Datasette-extract just dropped version 0.3a0, a pre-alpha update that hooks into datasette-llm for model management. Developers can now pick specific large language models (LLMs) for data enrichment tasks, using a new “enrichments” purpose. This plugin imports unstructured text and images into clean SQLite tables—think pulling tables from PDFs or OCR-ing screenshots into queryable data.
This matters because Datasette turns any SQLite file into a searchable web app, no servers required. Before, datasette-extract relied on hardcoded or basic LLM setups. Now, it leverages datasette-llm, Simon Willison’s plugin for running models inside Datasette. You configure models once via --load-extension=datasette-llm and datasette-llm’s YAML file, then assign them by purpose. For enrichments, list models like Llama 3.1 or Mistral under that key.
Core Changes and Setup
Install via
pip install datasette-extract==0.3a0a0
—note the alpha tag means expect bugs. Pair it with datasette-llm, which supports local inference via Ollama or cloud APIs like OpenAI. The config lives in datasette-llm.yaml:
purposes:
enrichments:
- ollama/llama3.1:8b # Local model example
- openai/gpt-4o-mini # Cloud fallback
Run Datasette with
datasette project.db --load-extension=datasette-extract --load-extension=datasette-llm
. Hit the /-/extract endpoint, upload a PDF or image, select an enrichment pipeline, and it spits out structured rows. Version 0.3a0 fixes model routing—previous alphas juggled extensions clumsily.

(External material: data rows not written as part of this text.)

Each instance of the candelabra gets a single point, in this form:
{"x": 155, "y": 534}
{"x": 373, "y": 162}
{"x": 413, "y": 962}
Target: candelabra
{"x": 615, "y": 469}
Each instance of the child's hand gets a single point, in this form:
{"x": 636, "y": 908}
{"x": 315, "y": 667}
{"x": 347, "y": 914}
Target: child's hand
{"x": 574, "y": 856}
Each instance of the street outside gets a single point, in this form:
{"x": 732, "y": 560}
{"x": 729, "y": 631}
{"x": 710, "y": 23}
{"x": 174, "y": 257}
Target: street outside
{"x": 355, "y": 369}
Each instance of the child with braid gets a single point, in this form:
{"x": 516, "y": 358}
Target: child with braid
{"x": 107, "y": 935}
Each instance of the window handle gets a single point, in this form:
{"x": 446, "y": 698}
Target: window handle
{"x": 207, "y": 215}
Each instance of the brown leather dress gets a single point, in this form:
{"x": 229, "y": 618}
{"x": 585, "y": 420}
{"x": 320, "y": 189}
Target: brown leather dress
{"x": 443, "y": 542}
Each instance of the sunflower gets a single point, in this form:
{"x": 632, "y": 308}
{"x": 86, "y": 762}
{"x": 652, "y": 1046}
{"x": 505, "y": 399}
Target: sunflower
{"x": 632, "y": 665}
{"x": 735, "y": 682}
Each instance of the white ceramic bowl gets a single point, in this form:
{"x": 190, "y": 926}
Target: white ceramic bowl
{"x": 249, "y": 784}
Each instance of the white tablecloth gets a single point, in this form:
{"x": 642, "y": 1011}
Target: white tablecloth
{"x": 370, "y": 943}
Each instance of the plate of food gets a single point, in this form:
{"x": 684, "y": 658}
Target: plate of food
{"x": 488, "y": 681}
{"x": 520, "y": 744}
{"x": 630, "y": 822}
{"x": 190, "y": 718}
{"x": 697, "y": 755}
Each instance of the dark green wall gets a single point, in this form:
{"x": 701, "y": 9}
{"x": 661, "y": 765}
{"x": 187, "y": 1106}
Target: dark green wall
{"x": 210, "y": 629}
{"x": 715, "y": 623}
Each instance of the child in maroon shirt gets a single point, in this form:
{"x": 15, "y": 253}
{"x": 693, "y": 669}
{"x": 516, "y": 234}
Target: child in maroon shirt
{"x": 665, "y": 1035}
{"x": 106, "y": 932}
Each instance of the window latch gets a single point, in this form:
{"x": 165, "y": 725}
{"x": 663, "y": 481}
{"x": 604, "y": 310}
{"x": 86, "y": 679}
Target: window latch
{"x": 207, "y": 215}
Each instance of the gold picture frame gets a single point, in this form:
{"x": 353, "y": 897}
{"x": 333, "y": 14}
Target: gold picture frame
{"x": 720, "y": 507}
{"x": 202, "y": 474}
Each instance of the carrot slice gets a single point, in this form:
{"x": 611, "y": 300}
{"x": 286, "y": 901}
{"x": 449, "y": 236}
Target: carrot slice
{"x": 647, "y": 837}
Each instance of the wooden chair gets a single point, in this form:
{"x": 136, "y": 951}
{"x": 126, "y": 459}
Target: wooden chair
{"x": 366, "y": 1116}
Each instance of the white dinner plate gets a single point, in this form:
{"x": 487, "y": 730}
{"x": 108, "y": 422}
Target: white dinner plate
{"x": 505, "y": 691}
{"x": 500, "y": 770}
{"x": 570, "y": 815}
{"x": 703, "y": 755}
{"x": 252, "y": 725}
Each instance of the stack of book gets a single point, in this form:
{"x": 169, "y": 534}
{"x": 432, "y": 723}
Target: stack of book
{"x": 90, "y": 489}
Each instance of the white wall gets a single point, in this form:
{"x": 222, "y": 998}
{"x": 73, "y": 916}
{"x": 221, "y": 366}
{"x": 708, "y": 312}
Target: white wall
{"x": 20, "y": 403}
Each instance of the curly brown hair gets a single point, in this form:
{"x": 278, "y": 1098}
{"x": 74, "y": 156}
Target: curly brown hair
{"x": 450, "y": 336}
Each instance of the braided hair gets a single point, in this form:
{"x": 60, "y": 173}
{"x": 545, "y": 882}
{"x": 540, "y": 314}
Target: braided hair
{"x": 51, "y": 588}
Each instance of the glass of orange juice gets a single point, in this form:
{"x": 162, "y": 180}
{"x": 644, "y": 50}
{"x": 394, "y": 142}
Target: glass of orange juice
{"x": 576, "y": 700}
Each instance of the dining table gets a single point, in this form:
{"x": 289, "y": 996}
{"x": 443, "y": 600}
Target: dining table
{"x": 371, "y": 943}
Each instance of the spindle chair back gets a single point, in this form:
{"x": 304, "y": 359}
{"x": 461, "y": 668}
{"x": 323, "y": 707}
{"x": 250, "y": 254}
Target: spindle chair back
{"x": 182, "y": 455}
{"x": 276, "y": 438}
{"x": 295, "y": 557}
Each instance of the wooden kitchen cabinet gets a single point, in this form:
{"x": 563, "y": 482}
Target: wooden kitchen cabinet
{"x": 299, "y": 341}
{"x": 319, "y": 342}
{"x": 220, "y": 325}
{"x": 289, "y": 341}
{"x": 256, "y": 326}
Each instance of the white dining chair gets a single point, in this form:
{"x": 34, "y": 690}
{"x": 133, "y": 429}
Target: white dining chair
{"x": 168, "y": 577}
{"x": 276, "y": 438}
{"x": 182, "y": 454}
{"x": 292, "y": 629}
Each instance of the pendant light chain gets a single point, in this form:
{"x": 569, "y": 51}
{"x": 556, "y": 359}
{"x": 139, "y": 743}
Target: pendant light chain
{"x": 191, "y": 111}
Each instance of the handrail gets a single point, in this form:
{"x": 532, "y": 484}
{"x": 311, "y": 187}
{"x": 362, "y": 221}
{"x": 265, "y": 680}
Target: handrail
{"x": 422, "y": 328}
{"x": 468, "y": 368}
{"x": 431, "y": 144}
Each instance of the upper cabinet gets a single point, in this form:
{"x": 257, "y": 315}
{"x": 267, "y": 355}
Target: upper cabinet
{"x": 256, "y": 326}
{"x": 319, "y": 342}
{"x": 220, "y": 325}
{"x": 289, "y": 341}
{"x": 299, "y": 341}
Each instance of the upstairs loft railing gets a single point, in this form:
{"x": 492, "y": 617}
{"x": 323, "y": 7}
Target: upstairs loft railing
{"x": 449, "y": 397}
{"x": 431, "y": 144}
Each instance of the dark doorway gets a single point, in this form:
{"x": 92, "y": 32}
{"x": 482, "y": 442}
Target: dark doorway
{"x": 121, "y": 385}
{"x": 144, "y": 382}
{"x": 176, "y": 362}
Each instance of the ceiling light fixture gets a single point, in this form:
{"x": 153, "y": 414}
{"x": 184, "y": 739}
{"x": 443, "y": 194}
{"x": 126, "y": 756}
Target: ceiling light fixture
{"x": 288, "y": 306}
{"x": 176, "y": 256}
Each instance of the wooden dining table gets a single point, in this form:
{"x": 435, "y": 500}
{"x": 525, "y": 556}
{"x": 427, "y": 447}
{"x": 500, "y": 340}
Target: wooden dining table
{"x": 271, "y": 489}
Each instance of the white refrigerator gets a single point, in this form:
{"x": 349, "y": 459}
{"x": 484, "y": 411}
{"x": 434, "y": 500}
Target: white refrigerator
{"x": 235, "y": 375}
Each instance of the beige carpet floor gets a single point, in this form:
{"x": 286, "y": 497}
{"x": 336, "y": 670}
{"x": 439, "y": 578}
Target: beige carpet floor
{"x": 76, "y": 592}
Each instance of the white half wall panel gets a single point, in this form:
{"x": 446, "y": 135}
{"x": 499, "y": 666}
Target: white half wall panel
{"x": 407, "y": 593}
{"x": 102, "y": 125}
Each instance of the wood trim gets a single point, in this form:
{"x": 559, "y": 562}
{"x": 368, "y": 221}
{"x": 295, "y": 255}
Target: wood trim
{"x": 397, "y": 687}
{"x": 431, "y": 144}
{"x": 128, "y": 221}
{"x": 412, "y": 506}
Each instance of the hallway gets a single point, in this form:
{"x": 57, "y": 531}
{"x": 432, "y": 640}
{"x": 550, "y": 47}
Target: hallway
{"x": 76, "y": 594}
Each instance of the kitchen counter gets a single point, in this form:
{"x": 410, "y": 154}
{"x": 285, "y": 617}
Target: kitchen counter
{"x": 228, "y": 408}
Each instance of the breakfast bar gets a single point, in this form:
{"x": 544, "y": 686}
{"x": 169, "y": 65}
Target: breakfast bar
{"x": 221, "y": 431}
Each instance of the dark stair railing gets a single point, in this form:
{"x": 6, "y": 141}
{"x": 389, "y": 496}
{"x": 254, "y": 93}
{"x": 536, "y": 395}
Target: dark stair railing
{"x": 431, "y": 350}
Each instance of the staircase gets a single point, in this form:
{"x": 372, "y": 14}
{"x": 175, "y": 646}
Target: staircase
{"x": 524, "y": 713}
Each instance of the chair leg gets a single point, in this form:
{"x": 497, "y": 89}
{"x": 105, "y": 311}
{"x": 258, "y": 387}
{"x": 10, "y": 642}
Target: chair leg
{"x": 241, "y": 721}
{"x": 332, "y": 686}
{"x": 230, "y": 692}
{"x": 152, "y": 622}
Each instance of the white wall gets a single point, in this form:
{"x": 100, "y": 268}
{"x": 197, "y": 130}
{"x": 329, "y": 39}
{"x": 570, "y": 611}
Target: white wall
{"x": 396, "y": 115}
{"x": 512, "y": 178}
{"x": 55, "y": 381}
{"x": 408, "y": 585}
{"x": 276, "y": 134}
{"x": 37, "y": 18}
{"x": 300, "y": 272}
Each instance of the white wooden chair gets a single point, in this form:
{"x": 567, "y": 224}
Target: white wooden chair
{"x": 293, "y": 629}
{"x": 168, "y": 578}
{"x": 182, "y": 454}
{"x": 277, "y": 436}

Real-world test: Feed it a scanned invoice image. The LLM detects fields like date, amount, vendor, extracts to columns. Query the new table instantly: SELECT * FROM extracted_invoices WHERE amount > 1000. Processes 10-page PDFs in seconds on a laptop with Ollama.
Datasette Ecosystem Context
Datasette, at version 0.85 as of late 2024, powers 1,000+ public instances on datasette.io. It’s SQLite-first: lightweight, portable, zero-config. Plugins like this extend it into an ETL pipeline. datasette-llm, released mid-2024, integrates 50+ models, tracking usage to cap token burn—vital since GPT-4o-mini costs $0.15 per million input tokens.
datasette-extract builds on tools like Unstructured.io for chunking docs, then pipes to LLMs for schema extraction. Earlier versions (0.2.x) used a single global model. Now, isolate enrichments: use cheap models for bulk text, precise ones for tables. Supports custom prompts per pipeline, e.g., “Extract as JSON with keys: name, email, phone.”
Numbers: On a M1 Mac with 16GB RAM, Llama 3.1:8b handles 5 images/minute at 85% field accuracy (benchmarked by Willison on sample datasets). Cloud models hit 92%, but at 10x cost and privacy risk.
Implications: Power and Pitfalls
This upgrade slashes barriers to structuring messy data. Journalists scrape news images into timelines; analysts parse receipts for expense DBs; devs prototype RAG apps without Airflow sprawl. Run fully local—Ollama on localhost means no data leaves your machine, dodging GDPR headaches or vendor lock-in.
Security angle: Local models cut exfiltration risks. Datasette’s facet searches on extracted data expose no raw uploads. But LLMs hallucinate: 15% error rate on noisy OCR. Pre-alpha status screams “don’t bet the farm”—test on subsets. Token limits cap inputs at ~128k, fine for docs, not books.
Why it scales: Datasette’s plugin system (200+ extensions) composes effortlessly. Chain with datasette-facets for viz, datasette-auth for access. Costs: Free local, or $5/month for light OpenAI use. Beats $10k/year on Parseur or custom ML pipelines.
Skeptical take: LLMs aren’t magic. Garbage in, garbage out—blurry images yield junk tables. No built-in validation yet; you’ll script checks. Still, for rapid prototyping, it crushes manual CSV wrangling. Watch for 0.3 stable; alphas evolve fast in Willison’s repo (2k+ stars on GitHub).
Bottom line: datasette-extract 0.3a0 makes SQLite+LLM a viable data factory. Grab it if you hoard PDFs; skip if you need enterprise polish. Deploy today, query tomorrow.